In any event, third-party use, originated through social media or otherwise, raises the question of how to provide sufficient information to such individuals regarding the envisaged training and opt-out procedure. These considerations would be relevant in the balancing test. Limiting the kind of sources that are more likely to be personal data intensive — for example, an identifiable public profile or private information, rather than public comments — web scraping of third-party data could, therefore, be a safeguard for organizations to change the balancing test in favor of the controller.
In other words, there are good reasons for assessing and excluding specific sources when using third-party data. But does the same apply where a controller is intent to use its first-party data for the training of its own LLMs? And, again, does it matter if these first-party data are private or public?
Of course, the answer would depend on various factors necessary to be considered in the balancing test. However, there are good reasons for not interpreting the taskforce wording too exactly. After all, the report focuses on the processing of third-party data and on ChatGPT specifically.
From a privacy perspective, the processing of first-party data would not necessitate the use of the exemption pursuant to Article 14(5)(b) of the GDPR. The controller would be able to provide users with information and to opt-out of the processing in advance. Irrespective of whether the data at hand is first-party or third-party data, the opt-out procedure must be fair.
The combination of providing information and an opt-out possibility would enable data subjects to exercise their rights more easily, with greater control and increased transparency.
Also, for first-party data a contractual relationship between the controller and the user would typically exist. In contrast to data processing where such relationship is absent, a controller using data with whom a contractual relationship exists could uphold a higher level of transparency.

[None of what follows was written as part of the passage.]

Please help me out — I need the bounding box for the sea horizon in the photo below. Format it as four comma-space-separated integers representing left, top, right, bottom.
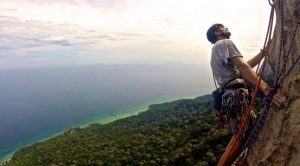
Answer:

Based on the inherent difference between the processing of first-party and third-party data, and between the private and public nature of this data, there is no good reason to categorically exclude the processing of first-party data for the development of LLMs, irrespective of whether they originated via social media or otherwise.
We would argue such use may, in many cases, be based on legitimate interest.
Norway's data protection authority, Datatilsynet, is addressing the question of what legal basis is correct. It seems the DPA will coordinate the outcome of this discussion with data protection authorities in the European Economic Area and maybe with the EDPB. It is an important discussion. The consequences of the DPAs' views and the opinions of the EDPB have a large impact on how Europe may develop AI going forward.
In this case, making consent the only possible legal basis is hardly strengthening the EU's possibility of developing sound AI tools. We hope legitimate interest based upon a sound balancing test and a fair opt-out solution is acknowledged.
Anna Olberg Eide is a senior associate at Schjødt lawfirm.